Los jugadores del Athletic de Bilbao Mikel Rico y Muniaín, felicitan a su compañero Aritz Aduriz tras marcar ante el Levante / MIGUEL ÁNGEL POLO (EFE)

Bilbao
“Era más lindo soñarla que tenerla” argumentó en cierta ocasión Maradona refiriéndose a la Copa del Mundo. Ese mundo del Pelusa es, para el Athletic, la Copa, una amante a la que ha acariciado 24 veces (aunque la Federación solo reconozca 23). Es cierto que atrás quedan los años en los que se popularizó que la final la jugaban el Athletic... y otro. En el recuerdo también esa presunta despedida con la que algún capitán rojiblanco obsequiaba a Franco al recibir el título de manos del dictador: “Bueno, pues hasta el año que viene”. Son inolvidables momentos que permanecen en la memoria de los veteranos más incondicionales que acompañaban al equipo a Madrid para regresar con otro título en la maleta y el orgullo en un corazón que late en rojo y blanco.
La copa es la dueña de las vitrinas del Club, abiertas por última vez hace 30 años. Goiko, Sarabia, Urkiaga, Zubi, Clemente... y aquel gol de Endika. En los últimos años “los leones” han coqueteado en un par de ocasiones con el trofeo. Intentos esquivos. Pero nadie es tan tozudo con el torneo como el Athletic. Además, los fieles rojiblancos, desde Bilbao hasta Cádiz, pasando por Bailén, Alcoy o Cuidad Rodrigo saben que la Copa es la única competición con la que pueden quitar las telarañas de la gabarra para volver a bañarla en las aguas del Nervión.
Ahora, de nuevo, el contorno de la Copa, con todo su embrujo, asoma apenas a un palmo. Allí espera el Espanyol. Después, quién sabe, el Barcelona o el Villarreal. Pero este equipo centenario, “caso único en el fútbol mundial” como lo definió el diario L´Equipe, tiene la exclusiva de haber saludado desde el pedestal copero a todos los gobernantes: al Rey Alfonso XIII, al presidente de la República de turno, al “Generalísimo” y al Rey Juan Carlos I. Ahora quiere ser pionero en recibir su trofeo más querido de manos del nuevo monarca, Felipe VI.

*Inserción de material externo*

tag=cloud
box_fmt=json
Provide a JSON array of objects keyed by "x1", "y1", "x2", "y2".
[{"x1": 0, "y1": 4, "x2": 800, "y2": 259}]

El entrenador del Athletic, Ernesto Valverde, sigue desde la zona técnica el partido ante el Levante / MIGUEL ÁNGEL POLO

El entrenador del Athletic, Ernesto Valverde, sigue desde la zona técnica el partido ante el Levante / MIGUEL ÁNGEL POLO
Y es que este equipo parte con dos tesoros en el cofre. El primero, su particular filosofía, algo que, aunque muchos, los más descreídos, lo pueden ver como un hándicap, es toda una ventaja. Y, segundo, la afición más fiel del mundo, que nunca permitirá al Athletic caminar solo. Y menos en la Copa.